The problem: given a dataset of inputs and targets, adjust the weights of a single linear layer to minimize prediction error — using only the gradient of the loss with respect to every weight.
Run the cell below. It will fail to converge because the gradient update is missing. Your job in this Part is to understand every line of what’s missing and why.
import numpy as np
import matplotlib.pyplot as plt
np.random.seed(42)
# Dataset: y = 3x1 + -2x2 + 1 + noise
N = 100
X = np.random.randn(N, 2)
y_true = X @ np.array([3.0, -2.0]) + 1.0 + 0.3 * np.random.randn(N)
# Model: linear layer — y_hat = X @ w + b
w = np.zeros(2)
b = 0.0
lr = 0.01
losses = []
for step in range(200):
y_hat = X @ w + b
residuals = y_hat - y_true
loss = np.mean(residuals ** 2) # MSE
losses.append(loss)
# ??? — gradient of loss w.r.t. w and b goes here
# You do not yet know how to compute this.

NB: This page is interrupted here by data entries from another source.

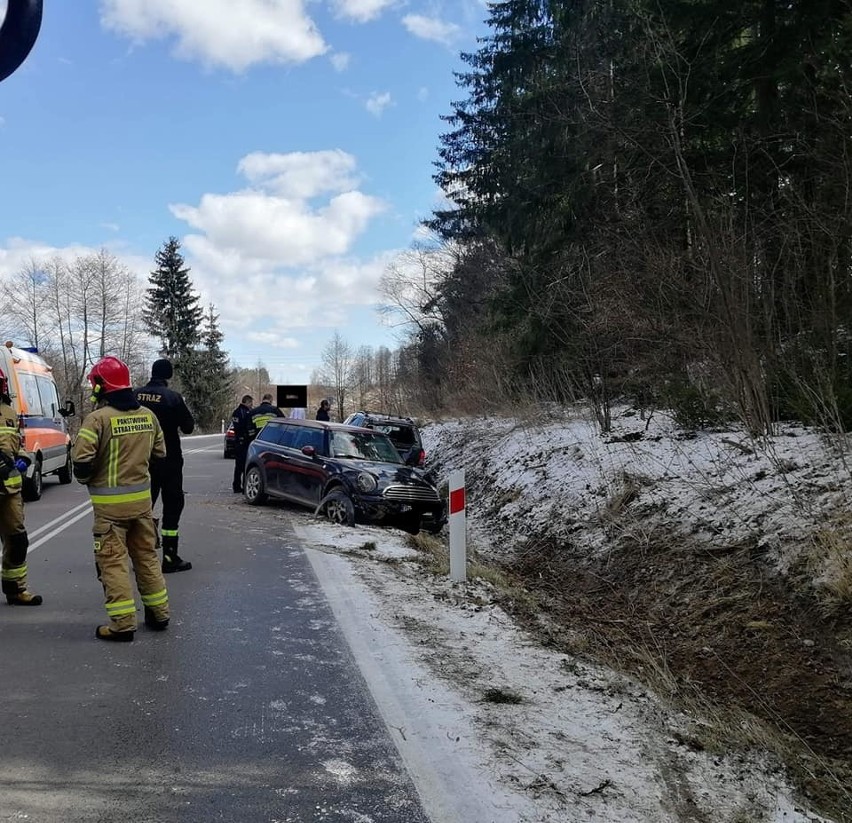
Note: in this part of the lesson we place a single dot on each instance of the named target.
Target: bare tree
(24, 295)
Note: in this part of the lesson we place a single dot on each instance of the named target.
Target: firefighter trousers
(15, 544)
(122, 544)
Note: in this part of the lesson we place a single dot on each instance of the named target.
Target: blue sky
(289, 144)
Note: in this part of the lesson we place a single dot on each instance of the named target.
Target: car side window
(286, 436)
(29, 388)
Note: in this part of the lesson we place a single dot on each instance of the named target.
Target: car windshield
(401, 435)
(364, 446)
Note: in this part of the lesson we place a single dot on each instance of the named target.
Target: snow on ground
(582, 743)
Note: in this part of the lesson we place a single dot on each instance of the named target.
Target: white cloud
(277, 257)
(273, 340)
(378, 102)
(431, 28)
(301, 175)
(361, 11)
(235, 35)
(340, 60)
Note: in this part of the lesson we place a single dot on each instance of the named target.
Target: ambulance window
(49, 397)
(29, 389)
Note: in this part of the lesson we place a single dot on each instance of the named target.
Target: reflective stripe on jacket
(119, 445)
(10, 446)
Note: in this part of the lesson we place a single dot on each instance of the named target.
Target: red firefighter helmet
(111, 374)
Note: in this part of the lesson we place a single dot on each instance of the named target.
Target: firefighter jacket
(10, 450)
(171, 412)
(111, 456)
(260, 416)
(241, 418)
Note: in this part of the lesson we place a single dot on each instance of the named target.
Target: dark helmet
(111, 374)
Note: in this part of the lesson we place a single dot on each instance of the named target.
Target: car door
(305, 474)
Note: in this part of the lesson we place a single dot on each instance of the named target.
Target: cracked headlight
(366, 482)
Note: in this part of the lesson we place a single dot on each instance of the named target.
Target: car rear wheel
(253, 487)
(410, 523)
(339, 508)
(32, 486)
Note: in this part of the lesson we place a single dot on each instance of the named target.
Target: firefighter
(13, 460)
(111, 456)
(167, 475)
(262, 414)
(241, 418)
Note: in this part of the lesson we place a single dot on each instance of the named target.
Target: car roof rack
(385, 414)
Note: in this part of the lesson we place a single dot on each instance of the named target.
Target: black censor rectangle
(292, 397)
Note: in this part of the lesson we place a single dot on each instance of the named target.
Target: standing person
(241, 418)
(322, 411)
(262, 414)
(167, 475)
(13, 460)
(111, 455)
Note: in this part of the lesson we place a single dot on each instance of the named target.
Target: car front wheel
(339, 508)
(32, 486)
(253, 487)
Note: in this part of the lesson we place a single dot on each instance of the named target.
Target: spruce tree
(205, 378)
(171, 311)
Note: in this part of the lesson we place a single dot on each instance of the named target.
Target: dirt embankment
(717, 626)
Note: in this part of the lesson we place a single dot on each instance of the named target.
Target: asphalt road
(249, 708)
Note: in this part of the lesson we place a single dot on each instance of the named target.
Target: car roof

# After Part VII, you will derive it from first principles.
grad_w = np.zeros(2) # placeholder — wrong
grad_b = 0.0 # placeholder — wrong
w -= lr * grad_w
b -= lr * grad_b
fig, ax = plt.subplots(figsize=(8, 4))
ax.plot(losses, color='steelblue', linewidth=2)
ax.set_xlabel('Step')
ax.set_ylabel('MSE Loss')
ax.set_title('Loss does not decrease — gradient is missing')
ax.axhline(y=losses[-1], color='red', linestyle='--', alpha=0.5, label=f'Final loss: {losses[-1]:.3f}')
ax.legend()
plt.tight_layout()
plt.show()
print(f'True weights: [3.0, -2.0], bias: 1.0')
print(f'Learned weights: {w}, bias: {b:.4f}')
print('\nThe model did not learn. It needs gradients. That is what this Part teaches.')
True weights: [3.0, -2.0], bias: 1.0
Learned weights: [0. 0.], bias: 0.0000
The model did not learn. It needs gradients. That is what this Part teaches.
What Connects to What¶
Limits (ch203–204)
↓
Derivatives (ch205–207) ──→ Automatic Differentiation (ch208)
↓ ↓
Gradients (ch209–211) Chain Rule (ch215)
↓ ↓
Gradient Descent (ch212–214) Backpropagation (ch216)
↓ ↓
Second Derivatives / Curvature (ch217–218)
↓
Taylor Series (ch219–220)
↓
Integration (ch221–224) ──→ Monte Carlo (ch224)
↓
Differential Equations (ch225–226)
↓
Gradient-Based Learning (ch227)
↓
Projects (ch228–230): Visualizer, Linear Regression, Logistic RegressionA Note on Rigor¶
Classical calculus courses spend weeks on epsilon-delta proofs of limits. We will not. Not because rigor is unimportant — but because the programmer’s path to calculus runs through numerical computation, not formal analysis.
You will compute derivatives numerically before you use closed-form rules. You will approximate integrals before you apply the fundamental theorem. This order is deliberate: seeing why the formulas work is more valuable than memorizing them.
When you reach the projects, you will have both the intuition and the tools to implement gradient descent from scratch, with no libraries.